Массовая литература XX века | страница 26
Человек «массы» – это не обездоленный и эксплуатируемый труженик, готовый к революционному подвигу, а прежде всего средний индивид, «всякий и каждый, кто ни в добре, ни в зле не мерит себя особой мерой, а ощущает таким же, «как и все», и не только не удручен, но и доволен собственной неотличимостью» [Ортега-и-Гассет, 2000: 119]. Будучи неспособным к критическому мышлению, «массовый» человек бездумно усваивает «ту мешанину прописных истин, несвязных мыслей и просто словесного мусора, что скопилась в нем по воле случая, и навязывает ее везде и всюду, действуя по простоте душевной, а потому без страха и упрека» [Ортега-и-Гассет, 2000: 119]. Размышления Ортеги-и-Гассета во многом перекликаются с идеями философов и социологов так называемой Франкфуртской школы, крупнейший представитель которых Герберт Маркузе также считал, что именно предельная технологизация и бюрократизация современного общества заводят его в тупики бездуховного, пещерного авторитаризма и диктатур [Маркузе, 2003]. Отмеченные психологические особенности имеют принципиальное значение для понимания того места, которое занимает массовая литература в «круге чтения» современного человека, в культурной жизни общества.

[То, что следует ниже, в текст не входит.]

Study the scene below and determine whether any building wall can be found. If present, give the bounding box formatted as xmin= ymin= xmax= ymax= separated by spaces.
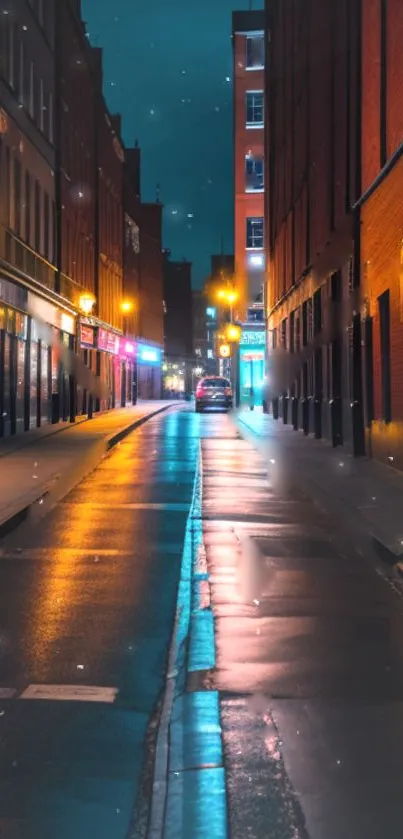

Философ С. Московичи употреблял понятия «масса» и «толпа» почти как синонимы, отмечая, одно лишь отличие массы от толпы: в толпе люди связаны через непосредственный личный контакт, в массе – через медиа: «Массы никогда не видно, потому что она повсюду <…> читатели, слушатели, телезрители, оставаясь каждый у себя дома, они существуют все вместе, они подобны» [Московичи, 1996: 58].
Наблюдаемое с конца 1980-х гг. «вторжение» массового человека в сферу формирования российских культурных стандартов сродни тому «восстанию масс» против элитарной культуры, которое в начале века тревожило X. Ортегу-и-Гассета и многих других мыслителей. «Нынешнее «восстание массового человека» выводит на культурную сцену того самого «обывателя», которого долго – и безуспешно – пытались отгородить от чуждых влияний и заставить стыдиться самого себя. Избавление от навязанных стандартов придает этому человеку ореол победителя, впервые в нашей истории дает ему легальное право утверждать свой уровень вкусов, наслаждаться ранее запретными для него плодами вроде примитивных ужастиков или эротического допинга», – отмечает социолог Ю. Левада [Левада, 2000: 110].
Массовая литература не может не ориентироваться на новые культурные стандарты, на изменившуюся шкалу ценностей. Качественное изменение читателя оценивал еще в начале XX в. К. Чуковский: «Существует изрядное количество признаков, что пришел какой-то новый, миллионный читатель, и это, конечно, радость, но беда в том, что имя ему – обыватель, он с крошечной, булавочной головкой.